The formula for a prism is V = Area of base x height of prism. A prism is a three-dimensional shape with two parallel bases that are the same. In the picture below I have drawn a right prism. The base in this case is the square; therefore, area = length x width (3cm x 3cm = 9cm squared). Once we find the area of the base, we need to multiply it by the height of the prism (5 cm). The answer to the example is 45cm cubed because 45 cm cubed = 9 cm squared x 5 cm.

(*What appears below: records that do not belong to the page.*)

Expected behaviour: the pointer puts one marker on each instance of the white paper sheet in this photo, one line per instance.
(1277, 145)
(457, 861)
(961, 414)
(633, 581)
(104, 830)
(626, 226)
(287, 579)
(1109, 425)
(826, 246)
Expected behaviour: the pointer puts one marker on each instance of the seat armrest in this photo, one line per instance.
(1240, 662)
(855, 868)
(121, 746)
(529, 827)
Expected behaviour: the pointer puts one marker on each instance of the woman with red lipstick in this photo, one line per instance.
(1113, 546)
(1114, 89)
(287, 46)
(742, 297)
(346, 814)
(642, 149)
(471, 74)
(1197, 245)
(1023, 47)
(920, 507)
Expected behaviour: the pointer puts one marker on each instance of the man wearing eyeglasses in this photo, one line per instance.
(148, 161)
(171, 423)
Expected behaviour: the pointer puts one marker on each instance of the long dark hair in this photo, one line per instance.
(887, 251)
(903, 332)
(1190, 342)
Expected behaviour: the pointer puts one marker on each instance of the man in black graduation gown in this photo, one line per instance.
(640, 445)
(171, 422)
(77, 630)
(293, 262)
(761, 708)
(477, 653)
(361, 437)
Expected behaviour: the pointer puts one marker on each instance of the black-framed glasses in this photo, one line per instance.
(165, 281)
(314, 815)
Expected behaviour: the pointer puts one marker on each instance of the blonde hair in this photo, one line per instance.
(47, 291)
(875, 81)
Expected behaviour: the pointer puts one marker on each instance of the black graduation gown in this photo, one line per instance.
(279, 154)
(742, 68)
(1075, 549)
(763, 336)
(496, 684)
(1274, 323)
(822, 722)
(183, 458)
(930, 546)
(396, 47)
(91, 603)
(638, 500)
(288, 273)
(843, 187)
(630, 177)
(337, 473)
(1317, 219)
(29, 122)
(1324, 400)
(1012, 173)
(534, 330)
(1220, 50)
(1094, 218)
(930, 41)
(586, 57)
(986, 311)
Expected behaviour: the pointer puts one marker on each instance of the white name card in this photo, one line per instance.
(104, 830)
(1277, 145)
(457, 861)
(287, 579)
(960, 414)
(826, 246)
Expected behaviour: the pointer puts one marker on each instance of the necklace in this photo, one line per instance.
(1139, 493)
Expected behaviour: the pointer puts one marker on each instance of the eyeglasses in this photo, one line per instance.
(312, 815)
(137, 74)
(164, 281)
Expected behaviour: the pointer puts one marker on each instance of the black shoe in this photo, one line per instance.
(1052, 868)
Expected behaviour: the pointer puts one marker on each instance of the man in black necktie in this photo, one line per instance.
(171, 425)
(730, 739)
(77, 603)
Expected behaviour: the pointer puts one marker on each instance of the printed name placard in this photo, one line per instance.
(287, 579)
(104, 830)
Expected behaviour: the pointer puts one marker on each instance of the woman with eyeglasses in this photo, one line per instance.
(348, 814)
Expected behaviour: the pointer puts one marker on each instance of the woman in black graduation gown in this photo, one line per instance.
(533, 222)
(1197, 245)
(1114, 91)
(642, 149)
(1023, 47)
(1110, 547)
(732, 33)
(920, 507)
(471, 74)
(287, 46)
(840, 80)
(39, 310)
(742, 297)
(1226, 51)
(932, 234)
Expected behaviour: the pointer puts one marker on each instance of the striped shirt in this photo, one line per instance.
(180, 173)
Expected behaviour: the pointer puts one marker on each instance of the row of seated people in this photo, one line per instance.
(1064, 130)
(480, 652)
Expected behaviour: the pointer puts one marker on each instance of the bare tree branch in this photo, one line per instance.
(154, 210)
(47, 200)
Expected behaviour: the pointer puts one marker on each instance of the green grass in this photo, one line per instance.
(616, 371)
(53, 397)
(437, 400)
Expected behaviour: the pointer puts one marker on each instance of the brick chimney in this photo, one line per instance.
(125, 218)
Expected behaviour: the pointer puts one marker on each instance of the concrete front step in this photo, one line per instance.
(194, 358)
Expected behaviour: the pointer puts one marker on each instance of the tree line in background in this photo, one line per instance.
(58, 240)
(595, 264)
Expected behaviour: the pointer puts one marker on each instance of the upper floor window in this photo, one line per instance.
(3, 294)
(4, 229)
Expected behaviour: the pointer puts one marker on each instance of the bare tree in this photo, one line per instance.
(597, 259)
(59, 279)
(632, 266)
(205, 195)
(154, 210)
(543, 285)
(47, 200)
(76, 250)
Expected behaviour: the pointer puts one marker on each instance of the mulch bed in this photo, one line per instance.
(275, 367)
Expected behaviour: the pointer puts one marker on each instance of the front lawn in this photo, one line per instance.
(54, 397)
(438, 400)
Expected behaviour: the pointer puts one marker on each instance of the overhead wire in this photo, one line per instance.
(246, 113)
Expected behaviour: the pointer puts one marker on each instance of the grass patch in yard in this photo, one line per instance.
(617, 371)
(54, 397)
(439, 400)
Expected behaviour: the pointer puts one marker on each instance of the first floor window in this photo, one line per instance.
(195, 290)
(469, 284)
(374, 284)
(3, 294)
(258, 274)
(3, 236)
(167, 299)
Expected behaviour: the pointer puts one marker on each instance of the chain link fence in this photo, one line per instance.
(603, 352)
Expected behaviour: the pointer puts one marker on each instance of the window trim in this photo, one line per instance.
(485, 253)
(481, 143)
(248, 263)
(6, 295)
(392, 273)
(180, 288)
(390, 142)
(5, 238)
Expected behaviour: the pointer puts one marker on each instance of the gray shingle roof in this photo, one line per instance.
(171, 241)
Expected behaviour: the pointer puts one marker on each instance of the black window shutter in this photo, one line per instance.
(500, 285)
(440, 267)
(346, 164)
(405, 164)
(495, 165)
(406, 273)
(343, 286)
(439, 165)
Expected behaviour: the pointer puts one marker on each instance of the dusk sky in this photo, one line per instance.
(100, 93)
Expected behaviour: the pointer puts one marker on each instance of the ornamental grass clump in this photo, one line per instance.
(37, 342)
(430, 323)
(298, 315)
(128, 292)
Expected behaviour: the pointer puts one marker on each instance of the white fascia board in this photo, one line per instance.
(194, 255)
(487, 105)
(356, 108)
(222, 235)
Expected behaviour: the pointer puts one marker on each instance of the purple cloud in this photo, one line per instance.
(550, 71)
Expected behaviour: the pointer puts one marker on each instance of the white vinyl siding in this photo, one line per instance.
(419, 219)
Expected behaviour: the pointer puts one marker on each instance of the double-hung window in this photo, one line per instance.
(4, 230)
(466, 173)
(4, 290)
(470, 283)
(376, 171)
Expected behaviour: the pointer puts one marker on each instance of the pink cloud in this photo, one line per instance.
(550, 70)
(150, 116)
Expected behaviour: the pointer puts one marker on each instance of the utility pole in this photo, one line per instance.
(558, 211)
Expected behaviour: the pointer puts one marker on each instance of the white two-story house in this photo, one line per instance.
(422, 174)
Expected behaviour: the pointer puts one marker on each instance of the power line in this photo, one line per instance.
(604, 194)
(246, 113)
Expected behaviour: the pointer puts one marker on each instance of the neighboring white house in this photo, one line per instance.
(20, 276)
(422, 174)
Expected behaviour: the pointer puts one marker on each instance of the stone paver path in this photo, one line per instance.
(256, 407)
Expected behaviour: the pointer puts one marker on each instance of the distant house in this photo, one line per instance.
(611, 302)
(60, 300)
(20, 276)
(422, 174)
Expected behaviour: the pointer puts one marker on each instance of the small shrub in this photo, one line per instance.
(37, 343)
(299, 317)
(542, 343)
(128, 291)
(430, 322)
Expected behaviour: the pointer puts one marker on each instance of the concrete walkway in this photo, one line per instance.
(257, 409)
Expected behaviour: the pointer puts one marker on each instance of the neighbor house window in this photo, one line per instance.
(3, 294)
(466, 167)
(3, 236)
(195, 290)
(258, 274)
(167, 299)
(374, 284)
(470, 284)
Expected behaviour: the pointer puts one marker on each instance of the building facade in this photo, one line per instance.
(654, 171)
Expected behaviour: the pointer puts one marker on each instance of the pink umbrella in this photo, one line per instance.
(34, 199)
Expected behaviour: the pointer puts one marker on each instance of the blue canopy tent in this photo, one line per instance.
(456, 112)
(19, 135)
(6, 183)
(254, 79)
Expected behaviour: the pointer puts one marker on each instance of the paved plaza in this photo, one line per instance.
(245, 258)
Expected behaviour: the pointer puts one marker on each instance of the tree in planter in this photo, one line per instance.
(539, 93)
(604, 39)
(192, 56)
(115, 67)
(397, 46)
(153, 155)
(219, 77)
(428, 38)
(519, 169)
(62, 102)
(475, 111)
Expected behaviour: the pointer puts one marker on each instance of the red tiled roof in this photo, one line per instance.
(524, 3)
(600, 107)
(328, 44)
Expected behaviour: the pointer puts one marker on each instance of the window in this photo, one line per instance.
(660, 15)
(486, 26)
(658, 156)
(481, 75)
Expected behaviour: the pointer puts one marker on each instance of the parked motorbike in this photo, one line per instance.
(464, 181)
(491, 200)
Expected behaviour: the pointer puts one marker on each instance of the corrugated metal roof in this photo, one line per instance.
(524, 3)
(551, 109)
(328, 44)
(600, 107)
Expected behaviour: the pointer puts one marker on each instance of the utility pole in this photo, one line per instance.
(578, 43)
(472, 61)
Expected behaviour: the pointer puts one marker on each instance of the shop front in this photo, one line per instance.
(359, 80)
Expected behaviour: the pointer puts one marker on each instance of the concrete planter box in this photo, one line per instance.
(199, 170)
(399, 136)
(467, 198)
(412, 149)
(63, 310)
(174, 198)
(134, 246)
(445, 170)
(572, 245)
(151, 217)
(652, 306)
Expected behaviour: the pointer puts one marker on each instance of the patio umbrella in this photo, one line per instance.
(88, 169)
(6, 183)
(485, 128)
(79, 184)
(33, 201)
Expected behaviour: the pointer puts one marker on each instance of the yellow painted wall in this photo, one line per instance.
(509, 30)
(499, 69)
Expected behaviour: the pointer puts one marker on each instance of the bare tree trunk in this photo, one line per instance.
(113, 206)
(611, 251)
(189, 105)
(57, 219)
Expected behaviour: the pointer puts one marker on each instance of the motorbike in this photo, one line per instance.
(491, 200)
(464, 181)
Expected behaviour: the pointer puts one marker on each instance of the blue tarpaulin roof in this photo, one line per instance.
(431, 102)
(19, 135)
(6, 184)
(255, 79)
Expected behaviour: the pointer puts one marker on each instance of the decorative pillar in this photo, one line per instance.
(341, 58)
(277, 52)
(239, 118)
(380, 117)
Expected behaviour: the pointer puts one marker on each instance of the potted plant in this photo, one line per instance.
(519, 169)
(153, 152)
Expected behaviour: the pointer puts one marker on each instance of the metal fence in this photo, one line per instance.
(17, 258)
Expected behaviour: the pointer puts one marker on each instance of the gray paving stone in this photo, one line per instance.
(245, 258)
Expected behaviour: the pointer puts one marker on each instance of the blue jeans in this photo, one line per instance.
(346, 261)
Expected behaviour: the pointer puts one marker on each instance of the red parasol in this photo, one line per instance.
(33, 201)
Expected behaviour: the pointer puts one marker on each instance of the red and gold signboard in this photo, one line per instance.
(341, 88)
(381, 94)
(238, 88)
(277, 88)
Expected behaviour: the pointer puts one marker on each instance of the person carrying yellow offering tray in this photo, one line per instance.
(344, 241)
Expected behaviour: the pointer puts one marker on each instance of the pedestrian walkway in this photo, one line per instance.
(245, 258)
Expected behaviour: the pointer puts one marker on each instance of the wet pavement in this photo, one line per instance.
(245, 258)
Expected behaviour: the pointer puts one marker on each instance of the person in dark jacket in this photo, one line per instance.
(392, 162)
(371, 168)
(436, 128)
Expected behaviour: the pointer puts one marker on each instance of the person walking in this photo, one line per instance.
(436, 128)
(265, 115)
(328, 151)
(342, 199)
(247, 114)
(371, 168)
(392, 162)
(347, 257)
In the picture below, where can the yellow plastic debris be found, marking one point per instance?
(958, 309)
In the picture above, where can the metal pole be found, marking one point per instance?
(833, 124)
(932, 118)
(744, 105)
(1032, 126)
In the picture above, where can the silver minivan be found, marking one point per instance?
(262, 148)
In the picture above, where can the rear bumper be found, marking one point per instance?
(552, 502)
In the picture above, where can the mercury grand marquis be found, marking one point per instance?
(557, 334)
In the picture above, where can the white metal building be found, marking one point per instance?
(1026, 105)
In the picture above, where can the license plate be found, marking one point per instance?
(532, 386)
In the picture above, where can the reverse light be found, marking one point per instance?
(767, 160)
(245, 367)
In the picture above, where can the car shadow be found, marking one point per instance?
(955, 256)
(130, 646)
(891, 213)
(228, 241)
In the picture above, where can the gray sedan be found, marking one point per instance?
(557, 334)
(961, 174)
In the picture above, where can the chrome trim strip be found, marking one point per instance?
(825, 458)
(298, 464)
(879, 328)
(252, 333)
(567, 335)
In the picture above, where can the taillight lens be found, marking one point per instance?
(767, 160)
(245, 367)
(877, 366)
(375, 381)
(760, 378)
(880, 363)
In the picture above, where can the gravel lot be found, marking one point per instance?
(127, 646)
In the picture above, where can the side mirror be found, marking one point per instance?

The formula for a pyramid is V = 1/3 x Area of base x height of pyramid. A pyramid is a three-dimensional shape with one base of any shape with sides all meeting at one point. In the picture above I have drawn a triangular pyramid. The one base in the pyramid is a triangle; therefore, area = 1/2 length x height (1/2 x 4 cm x 8 cm= 16 cm squared). Once we find the area of the base, we need to multiply it by the height of the pyramid which in the example is 10 cm. Lastly, we multiply the whole answer by 1/3. The answer to the example is about 53.3 cm cubed. The descriptions above can help clear up any confusion, and help to explain the two different formulas for volume of a prism and the volume of a pyramid.